Depois de voltar para casa, não teve nenhum desejo extraordinário, além de retomar a rotina simples, mas honesta, que fez parte de toda sua vida. “Só queria tomar um banho quente, tirar tudo aquilo do corpo, comer uma comida gostosa e ficar tranquilo. Deus me livre de voltar para um lugar daqueles. Cadeia não é vida. Não é lugar para ser humano nenhum”, conclui.

‘Foi um erro terrível’
Segundo o advogado Sérgio Mangialardo, representante legal de Marcos Roberto Sabino, o Judiciário cometeu um “erro terrível” ao prender uma pessoa inocente, que correu “um risco enorme” ao ser colocado, por engano, em um ambiente completamente hostil. 

Para ele, o equívoco foi cometido após uma análise superficial de documentos por parte do responsável pelas investigações sobre o caso. 

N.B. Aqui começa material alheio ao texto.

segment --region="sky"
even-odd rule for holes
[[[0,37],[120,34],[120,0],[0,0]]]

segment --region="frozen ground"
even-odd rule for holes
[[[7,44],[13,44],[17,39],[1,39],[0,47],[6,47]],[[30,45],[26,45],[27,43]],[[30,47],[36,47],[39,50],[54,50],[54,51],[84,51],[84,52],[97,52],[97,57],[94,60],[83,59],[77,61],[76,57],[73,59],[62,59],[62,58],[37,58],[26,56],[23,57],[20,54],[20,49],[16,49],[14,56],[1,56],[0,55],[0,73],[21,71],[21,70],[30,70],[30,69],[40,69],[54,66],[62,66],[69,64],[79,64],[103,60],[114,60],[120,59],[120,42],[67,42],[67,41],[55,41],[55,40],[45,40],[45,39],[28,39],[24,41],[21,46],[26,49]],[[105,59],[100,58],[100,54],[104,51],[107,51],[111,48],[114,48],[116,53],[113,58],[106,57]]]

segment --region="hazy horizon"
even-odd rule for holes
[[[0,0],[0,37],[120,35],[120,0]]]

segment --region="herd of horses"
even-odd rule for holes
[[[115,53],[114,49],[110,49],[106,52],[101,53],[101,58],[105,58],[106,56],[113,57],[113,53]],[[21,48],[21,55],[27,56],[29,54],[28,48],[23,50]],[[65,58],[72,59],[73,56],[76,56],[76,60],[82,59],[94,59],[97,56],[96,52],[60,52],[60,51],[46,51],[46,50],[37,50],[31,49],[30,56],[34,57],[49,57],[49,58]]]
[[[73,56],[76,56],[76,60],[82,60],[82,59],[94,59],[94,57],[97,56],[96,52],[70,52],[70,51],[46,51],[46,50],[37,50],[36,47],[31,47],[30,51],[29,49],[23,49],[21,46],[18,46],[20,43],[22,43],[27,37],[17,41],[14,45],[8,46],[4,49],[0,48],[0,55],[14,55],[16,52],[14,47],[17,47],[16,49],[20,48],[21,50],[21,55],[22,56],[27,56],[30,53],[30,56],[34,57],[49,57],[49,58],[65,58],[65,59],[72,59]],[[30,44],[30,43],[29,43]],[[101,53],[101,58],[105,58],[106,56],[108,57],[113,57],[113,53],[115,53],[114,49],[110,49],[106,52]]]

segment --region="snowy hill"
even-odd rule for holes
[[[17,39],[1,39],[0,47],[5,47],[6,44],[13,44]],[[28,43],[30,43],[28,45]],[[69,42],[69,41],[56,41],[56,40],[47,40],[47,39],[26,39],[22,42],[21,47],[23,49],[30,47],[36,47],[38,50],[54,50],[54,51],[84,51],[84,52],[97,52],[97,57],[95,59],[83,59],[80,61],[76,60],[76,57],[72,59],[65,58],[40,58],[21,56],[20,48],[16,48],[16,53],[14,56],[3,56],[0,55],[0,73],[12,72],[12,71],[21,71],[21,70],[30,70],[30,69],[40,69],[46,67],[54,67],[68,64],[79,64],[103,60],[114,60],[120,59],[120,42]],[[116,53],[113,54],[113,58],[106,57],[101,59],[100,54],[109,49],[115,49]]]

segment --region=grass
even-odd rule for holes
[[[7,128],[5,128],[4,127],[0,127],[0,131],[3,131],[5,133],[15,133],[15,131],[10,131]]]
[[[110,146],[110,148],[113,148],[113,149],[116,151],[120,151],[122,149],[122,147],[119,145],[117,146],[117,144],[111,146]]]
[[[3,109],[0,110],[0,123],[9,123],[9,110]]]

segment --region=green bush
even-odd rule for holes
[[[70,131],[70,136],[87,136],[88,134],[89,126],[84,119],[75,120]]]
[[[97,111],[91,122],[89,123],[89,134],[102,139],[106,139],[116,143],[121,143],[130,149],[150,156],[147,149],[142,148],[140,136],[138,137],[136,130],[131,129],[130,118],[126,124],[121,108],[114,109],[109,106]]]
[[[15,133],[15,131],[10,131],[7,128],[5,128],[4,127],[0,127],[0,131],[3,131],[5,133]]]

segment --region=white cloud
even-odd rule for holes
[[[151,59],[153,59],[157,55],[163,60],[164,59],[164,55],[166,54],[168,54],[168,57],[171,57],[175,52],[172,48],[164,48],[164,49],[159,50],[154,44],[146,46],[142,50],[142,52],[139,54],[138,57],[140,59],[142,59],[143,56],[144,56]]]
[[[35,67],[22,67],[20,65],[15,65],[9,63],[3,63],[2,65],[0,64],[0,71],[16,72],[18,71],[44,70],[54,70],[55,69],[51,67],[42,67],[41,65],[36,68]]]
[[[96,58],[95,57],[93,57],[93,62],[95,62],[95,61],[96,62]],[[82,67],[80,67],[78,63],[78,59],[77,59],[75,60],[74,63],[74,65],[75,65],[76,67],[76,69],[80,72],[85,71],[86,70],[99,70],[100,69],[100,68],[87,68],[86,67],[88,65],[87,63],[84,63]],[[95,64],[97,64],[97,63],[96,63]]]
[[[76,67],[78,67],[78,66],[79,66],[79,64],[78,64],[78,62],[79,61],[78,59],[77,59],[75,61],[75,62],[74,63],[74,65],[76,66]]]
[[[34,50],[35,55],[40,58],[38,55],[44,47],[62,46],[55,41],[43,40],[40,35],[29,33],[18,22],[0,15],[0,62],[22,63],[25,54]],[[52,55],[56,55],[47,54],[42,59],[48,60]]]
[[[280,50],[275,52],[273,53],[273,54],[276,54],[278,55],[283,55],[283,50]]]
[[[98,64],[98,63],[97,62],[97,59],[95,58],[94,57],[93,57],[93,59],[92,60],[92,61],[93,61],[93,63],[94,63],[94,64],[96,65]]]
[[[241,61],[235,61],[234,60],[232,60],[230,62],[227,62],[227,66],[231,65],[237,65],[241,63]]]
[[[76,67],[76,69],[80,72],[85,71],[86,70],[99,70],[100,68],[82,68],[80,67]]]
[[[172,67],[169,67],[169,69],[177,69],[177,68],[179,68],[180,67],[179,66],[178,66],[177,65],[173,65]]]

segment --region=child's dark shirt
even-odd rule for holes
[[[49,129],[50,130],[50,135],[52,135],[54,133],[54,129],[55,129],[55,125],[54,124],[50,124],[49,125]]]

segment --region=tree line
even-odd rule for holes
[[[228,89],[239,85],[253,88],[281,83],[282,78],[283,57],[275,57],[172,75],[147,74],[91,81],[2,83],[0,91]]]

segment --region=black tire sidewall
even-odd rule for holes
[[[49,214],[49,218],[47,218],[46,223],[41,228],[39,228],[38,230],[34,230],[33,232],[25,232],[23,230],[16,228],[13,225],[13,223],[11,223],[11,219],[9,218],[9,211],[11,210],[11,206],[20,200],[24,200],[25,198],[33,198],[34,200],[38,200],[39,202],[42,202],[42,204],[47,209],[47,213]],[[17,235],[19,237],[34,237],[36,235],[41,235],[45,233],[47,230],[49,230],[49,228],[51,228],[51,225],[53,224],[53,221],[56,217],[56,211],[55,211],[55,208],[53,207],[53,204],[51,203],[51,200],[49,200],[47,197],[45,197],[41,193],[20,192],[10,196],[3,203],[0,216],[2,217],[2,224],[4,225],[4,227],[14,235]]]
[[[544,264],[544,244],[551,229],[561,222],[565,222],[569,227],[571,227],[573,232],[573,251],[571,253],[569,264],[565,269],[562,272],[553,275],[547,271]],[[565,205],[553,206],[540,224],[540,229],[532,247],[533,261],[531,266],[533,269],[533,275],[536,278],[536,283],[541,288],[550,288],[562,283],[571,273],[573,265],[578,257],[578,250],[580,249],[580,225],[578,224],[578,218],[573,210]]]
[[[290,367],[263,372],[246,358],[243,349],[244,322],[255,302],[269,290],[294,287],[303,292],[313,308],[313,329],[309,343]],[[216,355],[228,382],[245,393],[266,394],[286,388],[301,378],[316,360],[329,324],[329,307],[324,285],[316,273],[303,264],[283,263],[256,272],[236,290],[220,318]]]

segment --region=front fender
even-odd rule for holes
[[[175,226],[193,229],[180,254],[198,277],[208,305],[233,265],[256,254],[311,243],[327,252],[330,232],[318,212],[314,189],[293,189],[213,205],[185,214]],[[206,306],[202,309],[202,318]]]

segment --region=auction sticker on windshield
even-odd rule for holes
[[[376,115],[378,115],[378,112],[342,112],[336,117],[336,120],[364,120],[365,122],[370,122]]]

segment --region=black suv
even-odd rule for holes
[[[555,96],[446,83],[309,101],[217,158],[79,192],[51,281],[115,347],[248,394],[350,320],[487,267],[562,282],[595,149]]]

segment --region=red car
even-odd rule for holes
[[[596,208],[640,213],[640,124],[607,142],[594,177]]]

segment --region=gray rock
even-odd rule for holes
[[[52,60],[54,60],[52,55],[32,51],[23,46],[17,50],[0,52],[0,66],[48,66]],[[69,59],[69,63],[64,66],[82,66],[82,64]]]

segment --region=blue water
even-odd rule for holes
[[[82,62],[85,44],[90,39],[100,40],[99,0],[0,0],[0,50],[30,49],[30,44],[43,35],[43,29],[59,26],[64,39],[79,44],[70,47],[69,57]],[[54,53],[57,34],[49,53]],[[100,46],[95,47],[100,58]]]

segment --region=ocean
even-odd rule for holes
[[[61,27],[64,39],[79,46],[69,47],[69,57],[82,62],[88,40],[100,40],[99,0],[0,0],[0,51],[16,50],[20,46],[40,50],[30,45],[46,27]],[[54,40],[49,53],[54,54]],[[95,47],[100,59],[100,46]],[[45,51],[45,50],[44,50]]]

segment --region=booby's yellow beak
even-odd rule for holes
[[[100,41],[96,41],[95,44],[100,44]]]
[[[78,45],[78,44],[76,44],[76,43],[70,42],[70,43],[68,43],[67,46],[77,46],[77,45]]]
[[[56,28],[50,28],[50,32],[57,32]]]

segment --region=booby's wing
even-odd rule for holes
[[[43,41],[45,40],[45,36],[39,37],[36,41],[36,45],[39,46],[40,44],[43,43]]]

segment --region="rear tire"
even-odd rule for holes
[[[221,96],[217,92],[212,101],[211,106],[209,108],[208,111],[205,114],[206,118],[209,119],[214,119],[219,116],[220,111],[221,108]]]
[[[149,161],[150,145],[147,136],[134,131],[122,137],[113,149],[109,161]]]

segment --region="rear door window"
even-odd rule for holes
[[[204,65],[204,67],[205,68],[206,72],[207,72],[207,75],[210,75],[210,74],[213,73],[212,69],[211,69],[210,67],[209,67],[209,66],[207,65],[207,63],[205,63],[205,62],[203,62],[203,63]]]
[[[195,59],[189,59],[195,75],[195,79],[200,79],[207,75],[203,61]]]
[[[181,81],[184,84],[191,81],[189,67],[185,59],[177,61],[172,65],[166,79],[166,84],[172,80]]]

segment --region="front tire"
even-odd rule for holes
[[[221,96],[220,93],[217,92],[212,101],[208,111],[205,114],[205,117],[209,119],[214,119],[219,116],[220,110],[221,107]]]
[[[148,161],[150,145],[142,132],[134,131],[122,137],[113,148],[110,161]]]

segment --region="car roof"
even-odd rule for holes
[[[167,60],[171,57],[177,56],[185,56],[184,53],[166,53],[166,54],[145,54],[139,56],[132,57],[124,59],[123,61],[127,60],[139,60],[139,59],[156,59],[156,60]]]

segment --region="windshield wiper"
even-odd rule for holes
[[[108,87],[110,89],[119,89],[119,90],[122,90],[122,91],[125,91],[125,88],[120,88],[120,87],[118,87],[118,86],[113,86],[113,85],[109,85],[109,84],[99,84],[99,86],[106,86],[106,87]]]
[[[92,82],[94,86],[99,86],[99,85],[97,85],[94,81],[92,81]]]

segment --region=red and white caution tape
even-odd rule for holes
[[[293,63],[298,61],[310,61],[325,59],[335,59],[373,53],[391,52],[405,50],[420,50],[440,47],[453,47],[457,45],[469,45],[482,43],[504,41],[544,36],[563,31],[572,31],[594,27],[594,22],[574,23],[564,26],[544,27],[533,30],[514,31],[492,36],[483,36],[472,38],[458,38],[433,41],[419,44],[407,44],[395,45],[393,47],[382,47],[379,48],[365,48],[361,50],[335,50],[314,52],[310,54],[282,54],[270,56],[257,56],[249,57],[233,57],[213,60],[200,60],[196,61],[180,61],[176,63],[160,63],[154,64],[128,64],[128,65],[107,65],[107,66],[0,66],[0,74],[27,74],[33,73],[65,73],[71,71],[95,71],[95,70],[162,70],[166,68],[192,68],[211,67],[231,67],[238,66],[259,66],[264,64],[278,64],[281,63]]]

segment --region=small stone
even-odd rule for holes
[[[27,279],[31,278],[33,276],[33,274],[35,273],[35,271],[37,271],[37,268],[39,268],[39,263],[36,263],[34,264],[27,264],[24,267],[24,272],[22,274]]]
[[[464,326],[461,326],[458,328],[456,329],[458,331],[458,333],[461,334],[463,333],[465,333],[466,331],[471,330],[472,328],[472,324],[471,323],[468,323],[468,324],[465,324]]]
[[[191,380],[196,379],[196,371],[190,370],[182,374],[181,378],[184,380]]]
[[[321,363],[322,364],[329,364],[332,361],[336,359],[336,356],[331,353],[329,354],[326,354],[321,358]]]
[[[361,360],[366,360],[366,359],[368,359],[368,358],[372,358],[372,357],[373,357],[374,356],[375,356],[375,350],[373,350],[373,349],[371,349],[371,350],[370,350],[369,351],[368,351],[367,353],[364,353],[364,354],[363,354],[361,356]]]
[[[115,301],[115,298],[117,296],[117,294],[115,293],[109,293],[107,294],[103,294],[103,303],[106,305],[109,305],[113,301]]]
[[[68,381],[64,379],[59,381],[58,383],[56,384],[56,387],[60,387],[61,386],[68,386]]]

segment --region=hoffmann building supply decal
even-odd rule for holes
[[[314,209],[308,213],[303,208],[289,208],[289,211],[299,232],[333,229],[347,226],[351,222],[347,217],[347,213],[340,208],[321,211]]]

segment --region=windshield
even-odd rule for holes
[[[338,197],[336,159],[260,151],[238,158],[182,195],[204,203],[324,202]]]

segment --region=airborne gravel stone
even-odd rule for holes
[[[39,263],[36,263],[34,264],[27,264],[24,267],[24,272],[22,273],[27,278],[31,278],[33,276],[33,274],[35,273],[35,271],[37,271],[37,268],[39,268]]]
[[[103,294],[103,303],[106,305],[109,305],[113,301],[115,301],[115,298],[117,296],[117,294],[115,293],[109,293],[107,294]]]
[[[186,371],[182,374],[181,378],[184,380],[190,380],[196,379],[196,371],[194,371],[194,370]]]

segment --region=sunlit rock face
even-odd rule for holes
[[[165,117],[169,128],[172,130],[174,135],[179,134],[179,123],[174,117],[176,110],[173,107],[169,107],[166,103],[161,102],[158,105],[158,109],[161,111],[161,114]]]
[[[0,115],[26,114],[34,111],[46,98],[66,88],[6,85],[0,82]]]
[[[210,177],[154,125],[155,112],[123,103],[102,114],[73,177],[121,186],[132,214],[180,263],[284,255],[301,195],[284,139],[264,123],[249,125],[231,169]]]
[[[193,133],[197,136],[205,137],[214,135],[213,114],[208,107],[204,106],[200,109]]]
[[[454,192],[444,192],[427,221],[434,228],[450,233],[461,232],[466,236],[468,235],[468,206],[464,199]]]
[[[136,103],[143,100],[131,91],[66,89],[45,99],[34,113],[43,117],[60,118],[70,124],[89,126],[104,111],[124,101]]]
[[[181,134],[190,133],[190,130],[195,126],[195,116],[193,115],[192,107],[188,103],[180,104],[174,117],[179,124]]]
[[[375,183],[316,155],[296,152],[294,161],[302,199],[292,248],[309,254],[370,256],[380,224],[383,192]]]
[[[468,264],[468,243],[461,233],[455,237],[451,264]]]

“Procuraram o DVC (Divisão de Vigilância e Captura, banco de dados da polícia onde constam os antecedentes criminais) do suspeito, Marcos Roberto Sabino, e encontraram duas pessoas com o mesmo nome. 

Pode ter havido confusão com a semelhança de nomes, datas de nascimento e cidades de origem. Mas, no mínimo, fizeram uma leitura mecânica dos documentos, porque o endereço de residência do outro Marcos Roberto (o real acusado) era o mesmo do local do crime. Mas ninguém se atentou a este detalhe”, pontua.

Depois de ser procurado pela família do pedreiro autônomo, Mangialardo reuniu documentos para comprovar a inocência de seu cliente e os apresentou à 1ª Vara Criminal de Barueri. 

No mesmo dia, Sabino reconquistou a liberdade. O Marcos Roberto Sabino que é apontado como autor do homicídio, assim como um comparsa que também teria participado do crime, ainda é procurado pela Justiça.

Vida nova
Depois de viver o inferno na prisão, o autônomo Marcos Roberto Sabino tenta, aos poucos retomar a vida. E, na última sexta-feira, ganhou um novo motivo para recuperar a alegria: o nascimento de seu nono neto, em Bauru.

Já na segunda-feira, o avô coruja, que mora em Londrina (PR), veio conhecer o mais novo herdeiro, que recebeu o nome de Victor Hugo. Segundo o advogado Sérgio Mangialardo, a família toda estava preocupada com a possibilidade de o bebê nascer antes de Sabino reconquistar a liberdade.

“A filha dele, grávida, chegou a vir até meu escritório para perguntar se eu achava que o pai dela estaria livre a tempo de ver a neta nascer. Foi uma situação difícil, porque dependíamos de uma decisão judicial. Por sorte, no mesmo dia em que levei os documentos para Barueri para comprovar a inocência dele, a juíza expediu o alvará de soltura”, observa defensor.

Plano de fuga
Durante os dias em que ficou preso, o pedreiro autônomo Marcos Roberto Sabino acompanhou diálogos que faziam parte do plano de fuga de um grupo de detentos da Cadeia Pública de Ibiporã (PR). Alguns de seus companheiros de cela faziam parte do esquema, que foi posto em prática na madrugada do último dia 12, 18 dias depois de Sabino obter a liberdade.

“Nos dias em que estava lá, eles já estavam planejando sair da cadeia e perguntavam se eu ia fugir junto. Eu falava que não e eles diziam que eu ia apanhar. Ficava aquele clima de tensão, com medo do que poderia acontecer. 

Mas não tinha motivo para ir. Eu era uma pessoa inocente, não podia complicar ainda mais a minha vida”, comenta. 

De 65 detentos, 27 conseguiram ganhar as ruas após abrirem um buraco na parede do corredor do complexo carcerário que dá acesso ao pátio externo. Segundo informações da polícia local, os fugitivos teriam pulado o muro da unidade, que conta com cercas elétricas e arame farpado.